Sunday, October 10, 2010

Keeping Up with Your Homework, and Why It's Important

Although I have worked in technology for 14 years--from high school, through college, through grad school, through full-time employment--my educational background, as well as most of my interests, have centered around reading. All my degrees are in one breed of English--creative writing, medieval British literature, and now Technical communication/rhetoric. Like a duck to water, then, I read stuff when I need to learn about it, in digitization and technology. If I need to learn about digital repository trustworthiness, I dig it out of Google--and read it. If I need to know about World of Warcraft Cataclysm and when it comes out--I read it.

Either way, in my opinion, the world is at one's fingertips in the age of the Internet. We can find information about anything, and we can read about it.
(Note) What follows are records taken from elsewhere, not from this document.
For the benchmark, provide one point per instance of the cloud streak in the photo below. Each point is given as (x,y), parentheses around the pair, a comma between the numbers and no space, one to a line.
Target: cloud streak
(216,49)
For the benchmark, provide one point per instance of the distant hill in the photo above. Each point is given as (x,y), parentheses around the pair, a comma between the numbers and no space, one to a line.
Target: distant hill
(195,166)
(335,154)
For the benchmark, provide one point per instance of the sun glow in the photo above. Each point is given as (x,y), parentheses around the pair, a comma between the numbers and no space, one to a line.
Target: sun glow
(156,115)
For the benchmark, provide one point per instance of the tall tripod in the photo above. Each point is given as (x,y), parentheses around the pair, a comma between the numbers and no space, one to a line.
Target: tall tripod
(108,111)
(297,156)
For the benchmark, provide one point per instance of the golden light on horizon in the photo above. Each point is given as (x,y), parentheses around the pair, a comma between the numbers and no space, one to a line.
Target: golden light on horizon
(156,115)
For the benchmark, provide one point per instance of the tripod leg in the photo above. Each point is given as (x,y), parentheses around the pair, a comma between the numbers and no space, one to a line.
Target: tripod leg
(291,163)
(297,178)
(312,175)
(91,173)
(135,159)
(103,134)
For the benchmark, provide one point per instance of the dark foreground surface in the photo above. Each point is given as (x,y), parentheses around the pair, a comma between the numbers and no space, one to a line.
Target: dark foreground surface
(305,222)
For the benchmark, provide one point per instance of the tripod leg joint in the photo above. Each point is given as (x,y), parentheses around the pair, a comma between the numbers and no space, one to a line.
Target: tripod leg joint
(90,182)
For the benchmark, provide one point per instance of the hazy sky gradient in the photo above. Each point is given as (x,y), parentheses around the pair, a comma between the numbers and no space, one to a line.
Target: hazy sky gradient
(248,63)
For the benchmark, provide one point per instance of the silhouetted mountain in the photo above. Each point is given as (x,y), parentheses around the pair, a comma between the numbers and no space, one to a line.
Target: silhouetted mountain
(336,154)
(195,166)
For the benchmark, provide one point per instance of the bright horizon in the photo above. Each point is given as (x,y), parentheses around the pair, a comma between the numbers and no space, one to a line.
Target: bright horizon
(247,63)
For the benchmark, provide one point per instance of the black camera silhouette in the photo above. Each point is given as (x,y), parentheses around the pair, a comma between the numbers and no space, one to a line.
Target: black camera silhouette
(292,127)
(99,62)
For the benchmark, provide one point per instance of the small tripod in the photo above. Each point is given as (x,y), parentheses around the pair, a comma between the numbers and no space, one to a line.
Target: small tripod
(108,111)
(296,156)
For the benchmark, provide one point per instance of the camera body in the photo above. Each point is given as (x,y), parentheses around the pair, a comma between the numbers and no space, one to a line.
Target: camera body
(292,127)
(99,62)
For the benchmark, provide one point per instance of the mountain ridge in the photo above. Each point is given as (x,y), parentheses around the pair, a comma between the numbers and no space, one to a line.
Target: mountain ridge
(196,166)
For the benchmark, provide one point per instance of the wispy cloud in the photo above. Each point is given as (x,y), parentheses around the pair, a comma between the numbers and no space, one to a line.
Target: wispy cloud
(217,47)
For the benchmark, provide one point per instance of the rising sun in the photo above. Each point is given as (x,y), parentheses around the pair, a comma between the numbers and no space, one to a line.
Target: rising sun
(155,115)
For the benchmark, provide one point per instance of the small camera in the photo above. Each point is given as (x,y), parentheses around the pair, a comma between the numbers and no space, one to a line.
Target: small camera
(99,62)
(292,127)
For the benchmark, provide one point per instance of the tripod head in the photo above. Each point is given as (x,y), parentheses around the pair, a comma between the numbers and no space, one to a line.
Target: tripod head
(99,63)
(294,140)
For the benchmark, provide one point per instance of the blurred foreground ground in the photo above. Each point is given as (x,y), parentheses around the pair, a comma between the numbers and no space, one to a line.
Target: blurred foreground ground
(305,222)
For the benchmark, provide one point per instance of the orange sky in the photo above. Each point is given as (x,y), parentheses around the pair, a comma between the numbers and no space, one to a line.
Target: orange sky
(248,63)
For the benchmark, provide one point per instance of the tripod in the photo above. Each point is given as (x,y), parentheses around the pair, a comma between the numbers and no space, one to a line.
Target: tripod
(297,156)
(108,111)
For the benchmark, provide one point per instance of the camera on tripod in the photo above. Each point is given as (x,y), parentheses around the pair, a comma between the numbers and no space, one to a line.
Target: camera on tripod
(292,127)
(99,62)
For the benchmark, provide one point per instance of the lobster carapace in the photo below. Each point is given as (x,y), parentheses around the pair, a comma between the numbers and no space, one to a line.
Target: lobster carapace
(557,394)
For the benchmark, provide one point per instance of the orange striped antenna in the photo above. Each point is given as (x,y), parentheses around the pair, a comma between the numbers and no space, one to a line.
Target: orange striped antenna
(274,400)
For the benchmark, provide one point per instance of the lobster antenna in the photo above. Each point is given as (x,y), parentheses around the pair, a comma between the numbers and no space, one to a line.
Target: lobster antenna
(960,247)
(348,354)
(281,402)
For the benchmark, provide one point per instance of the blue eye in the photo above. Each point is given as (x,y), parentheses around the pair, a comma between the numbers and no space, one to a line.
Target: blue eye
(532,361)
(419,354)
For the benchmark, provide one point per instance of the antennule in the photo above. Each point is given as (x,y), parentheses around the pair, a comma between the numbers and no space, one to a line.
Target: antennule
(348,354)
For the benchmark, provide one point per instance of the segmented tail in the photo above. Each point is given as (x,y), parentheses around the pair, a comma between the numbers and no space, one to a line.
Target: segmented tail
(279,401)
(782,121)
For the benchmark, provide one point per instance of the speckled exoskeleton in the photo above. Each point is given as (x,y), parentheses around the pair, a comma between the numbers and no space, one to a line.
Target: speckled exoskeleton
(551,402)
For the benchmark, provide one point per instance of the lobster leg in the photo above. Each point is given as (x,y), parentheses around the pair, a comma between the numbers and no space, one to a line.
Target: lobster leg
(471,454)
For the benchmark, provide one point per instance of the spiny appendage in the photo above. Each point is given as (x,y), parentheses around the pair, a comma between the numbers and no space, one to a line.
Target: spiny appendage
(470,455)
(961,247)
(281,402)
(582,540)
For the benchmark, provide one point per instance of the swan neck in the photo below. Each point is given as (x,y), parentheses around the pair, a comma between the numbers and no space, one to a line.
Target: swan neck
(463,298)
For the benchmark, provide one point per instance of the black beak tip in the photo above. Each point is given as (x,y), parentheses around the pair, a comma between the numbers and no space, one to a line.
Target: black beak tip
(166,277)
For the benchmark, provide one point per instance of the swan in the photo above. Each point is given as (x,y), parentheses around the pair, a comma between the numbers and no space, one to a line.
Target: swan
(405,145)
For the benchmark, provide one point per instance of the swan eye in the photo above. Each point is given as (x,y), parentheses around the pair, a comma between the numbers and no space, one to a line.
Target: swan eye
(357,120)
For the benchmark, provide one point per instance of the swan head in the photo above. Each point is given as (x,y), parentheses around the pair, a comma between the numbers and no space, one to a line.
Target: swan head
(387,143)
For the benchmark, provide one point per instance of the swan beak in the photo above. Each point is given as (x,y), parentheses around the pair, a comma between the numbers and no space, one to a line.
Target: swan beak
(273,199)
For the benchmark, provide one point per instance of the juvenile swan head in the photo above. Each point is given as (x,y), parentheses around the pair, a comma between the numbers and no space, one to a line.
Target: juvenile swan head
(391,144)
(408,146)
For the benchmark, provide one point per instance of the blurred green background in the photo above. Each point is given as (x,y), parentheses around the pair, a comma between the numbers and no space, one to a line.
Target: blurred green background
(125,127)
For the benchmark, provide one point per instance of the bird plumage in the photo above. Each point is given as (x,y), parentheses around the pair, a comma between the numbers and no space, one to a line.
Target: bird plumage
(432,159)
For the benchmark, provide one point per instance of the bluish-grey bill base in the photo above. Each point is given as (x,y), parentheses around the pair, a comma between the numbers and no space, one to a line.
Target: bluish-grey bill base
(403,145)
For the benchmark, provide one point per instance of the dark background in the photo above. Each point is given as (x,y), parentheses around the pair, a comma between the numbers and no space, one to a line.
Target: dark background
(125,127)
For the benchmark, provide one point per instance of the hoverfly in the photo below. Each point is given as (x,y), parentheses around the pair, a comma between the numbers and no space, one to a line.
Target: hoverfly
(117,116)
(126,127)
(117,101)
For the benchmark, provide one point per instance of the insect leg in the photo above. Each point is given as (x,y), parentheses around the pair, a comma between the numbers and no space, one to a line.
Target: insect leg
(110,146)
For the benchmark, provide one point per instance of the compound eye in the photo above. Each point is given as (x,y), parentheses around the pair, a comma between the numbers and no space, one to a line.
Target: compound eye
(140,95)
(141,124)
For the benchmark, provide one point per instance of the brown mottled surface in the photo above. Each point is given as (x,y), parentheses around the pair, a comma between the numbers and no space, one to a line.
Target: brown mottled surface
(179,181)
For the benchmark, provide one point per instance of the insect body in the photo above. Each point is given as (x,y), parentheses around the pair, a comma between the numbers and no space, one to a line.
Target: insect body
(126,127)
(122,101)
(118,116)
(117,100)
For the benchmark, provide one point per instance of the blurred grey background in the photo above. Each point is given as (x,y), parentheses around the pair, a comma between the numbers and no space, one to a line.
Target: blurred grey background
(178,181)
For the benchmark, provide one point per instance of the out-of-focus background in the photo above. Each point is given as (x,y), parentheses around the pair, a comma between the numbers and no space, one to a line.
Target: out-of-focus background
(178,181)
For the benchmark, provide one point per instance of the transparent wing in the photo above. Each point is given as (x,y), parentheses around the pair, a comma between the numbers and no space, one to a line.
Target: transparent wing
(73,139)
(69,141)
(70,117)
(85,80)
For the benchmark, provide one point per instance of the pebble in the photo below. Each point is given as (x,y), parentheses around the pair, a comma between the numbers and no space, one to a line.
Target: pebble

I consider it the height of irresponsibility--gross negligence, really--if someone trained in a discipline and working in that discipline does not also pursue as much information from the Web as s/he can. I was speaking with a librarian friend the other day about the Trusted Digital Repositories report and checklist because I'm preparing to attend a workshop for which these two things were requested reading. Now, these are things that I've encountered a few times before--first because I read about this information, and then in discussion with other librarians.

I have been repeatedly stunned, however, by the surprise in librarians' faces when I say, "This information is online." I will often receive links from them that contain reports from the early 2000's, and they send this to me as if this would be new information, because it was new to them.

I expressed this, in our conversation about the trusted digital repositories, to my librarian friend, who is also involved with digital initiatives, and he said that it's very common for librarians not to have read up on what they're practicing. I'm shocked by this. While I recognize that my background in various fields of English studies probably advantages me in literacy adaptability and critical thinking skills over, say, someone who is in Biomechanics, I have a lot of trouble understanding why a librarian would not pursue as much literature as is available to learn more about what is a fascinatingly evolving field.

So, if you're a librarian, and you don't read--get off your hiny and get to work. Start reading. What you learned from your MLS studies is going to expire--no matter what, it WILL expire, and you'd better be equipped with all new information you can find--even if it's free, Googled info.

(Thank you, Google, for your Palpatinian influences on organization in structure.)